A Quick, Fun, Hilariously Enjoyable Read!4
I was sort of dragged to see this film the night it came out, but I ended up enjoying it immensely. Of course, I had to buy the book next, and it kept me company on a long cross-country flight. With all the humor of Nick Hornby, the self-deprecation of Woody Allen, and a plot borrowed from a classic, Fielding's narrative moves quickly and surely; always funny and ever-endearing, Bridget Jones's attempts to move from insecure singleness make for an engaging and hilarious read.

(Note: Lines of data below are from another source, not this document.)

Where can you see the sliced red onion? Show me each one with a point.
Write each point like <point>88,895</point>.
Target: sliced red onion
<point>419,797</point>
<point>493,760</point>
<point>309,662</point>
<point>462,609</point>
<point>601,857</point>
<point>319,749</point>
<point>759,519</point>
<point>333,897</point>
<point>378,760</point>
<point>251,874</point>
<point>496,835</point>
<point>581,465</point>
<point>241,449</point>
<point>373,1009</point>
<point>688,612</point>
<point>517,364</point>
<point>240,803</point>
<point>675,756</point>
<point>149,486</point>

The humor of "Bridget Jones's Diary" is its strongest quality. From the exchange between Bridget and her boss, Daniel, regarding the absence-due-to-sick-leave of Bridget's apparently too-short skirt, to the Tarts and Vicars fiasco, there's a lot to laugh at in this book. Fielding does funny well, but she's also good for a pithy rejoinder in the Cruelty Department; the American woman Bridget catches her man Daniel with says, as Bridget is leaving, "I thought you said she was thin." Ouch.

Some of the reviews here have bashed "Bridget" for ripping off Austen, which is a little unfair. Rewrites like this are nothing new--see Jean Rhys' "Wide Sargasso Sea," which updates "Jane Eyre," or David Lodge's "Nice Work," which does ditto for Gaskell's "North and South," or Peter Carey's "Jack Maggs," a skewed perspective on "Great Expectations." Fielding's contribution to this growing genre (the nineteenth-century rewrite) is more openly self-aware than some, and she allows herself and Bridget to have an awful lot of fun with "Pride and Prejudice," even pointing comically to other versions of this classic, like the BBC series. I don't see this in the least as a detractor from one's enjoyment of "Bridget Jones."

The one thing that does detract, for me, is the incessant inclusion, at the outset of every chapter, of updated data on Bridget's running battle with her weight and waistline. There are occasional comic variations on the theme, but I felt, for the most part, that they were a distraction that I soon came to disregard. Unlike the recipes that commence every chapter of Laura Esquivel's "Like Water for Chocolate" and have significant symbolic resonance throughout the chapter they introduce, Fielding's chapter-epigraphs in lbs. and calories don't seem to add much to the ongoing story. (What's interesting is that Fielding apparently noticed this while writing the screenplay; in the film, she leaves them out after about the first five minutes, realizing that it was a trick that gets old fast.) But that's not much to complain about.

Overall, I would recommend this book for its humor alone. However, add to that comedy a fairly well-crafted plot that pokes fun at a classic while yet paying it homage and bringing it up to date, and you've got a great, fun read. I totally enjoyed "Bridget Jones's Diary" and hope to read the sequel soon.